Internetgeschwindigkeit 10 Gbit testen: Warum der Messwert zu niedrig ist
Warum ein 10-Gbit-Test oft unter dem Soll bleibt: typische Ursachen, Messfehler, WLAN- und Router-Grenzen sowie sinnvolle Prüfungen.
Was ein 10-Gbit-Test überhaupt zeigt
Ein Test der Internetgeschwindigkeit misst nicht nur den Anschluss, sondern auch Endgerät, Router, Verkabelung, Serverweg und Auslastung. Deshalb ist ein Ergebnis unter 10 Gbit/s nicht automatisch ein Fehler des Anbieters. Bei Glasfaser, DSL/Kabel oder einem 10-Gbit-fähigen Anschluss sagt der Messwert nur dann etwas Verlässliches aus, wenn die Messumgebung selbst keinen Flaschenhals bildet.
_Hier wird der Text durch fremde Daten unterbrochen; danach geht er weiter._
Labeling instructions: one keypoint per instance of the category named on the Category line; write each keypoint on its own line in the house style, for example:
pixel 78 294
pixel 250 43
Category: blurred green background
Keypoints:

Ursache 1: Das Endgerät bremst die Messung
Ein Laptop oder PC mit zu schwacher CPU, älterem Netzwerkadapter, falschem Treiber oder begrenztem PCIe-Setup erreicht hohe Datenraten oft nicht stabil. Auch ein Browser-Test kann durch Hintergrundlast, Energiesparmodus oder Sicherheitssoftware verfälscht werden. Wenn Download und Upload stark schwanken, liegt die Grenze häufig eher im Gerät als beim Anbieter.
Ursache 2: Router, Port oder Kabel sind nicht für 10 Gbit ausgelegt
Viele Router haben zwar schnelle Funktionen, aber nicht jeder LAN-Port arbeitet mit 10 Gbit. Ein 1-Gbit- oder 2,5-Gbit-Port, ein ungeeignetes Patchkabel oder eine falsche Portkonfiguration begrenzen die Geschwindigkeit sofort. Prüfe, ob Router, Switch, ONT und Netzwerkkabel tatsächlich für die gewünschte Datenrate ausgelegt sind und ob der Link mit der erwarteten Geschwindigkeit aushandelt.
Ursache 3: WLAN ist für einen 10-Gbit-Test oft der falsche Weg
Selbst moderne WLAN-Standards liefern in der Praxis selten stabile 10 Gbit/s. Abstand, Wände, Nachbarnetze, Kanalbreite und die Funkqualität sorgen dafür, dass besonders Download und Upload deutlich unter dem Wert einer kabelgebundenen Verbindung bleiben. Für eine belastbare Messung sollte der Test immer per LAN erfolgen, nicht über WLAN.
Ursache 4: Anschlussart und Netzauslastung setzen Grenzen
Bei Glasfaser sind sehr hohe Werte eher erreichbar als bei DSL oder Kabel, doch auch dort können Segmentauslastung, Hausverkabelung oder die Übergabetechnik im Gebäude den Durchsatz begrenzen. Bei Kabelanschlüssen teilen sich mehrere Haushalte Kapazität im Netz, bei DSL spielt die Leitungslänge eine Rolle. Der Anbieter ist damit nicht automatisch das Problem, aber das Zugangsnetz bestimmt den realistischen Rahmen.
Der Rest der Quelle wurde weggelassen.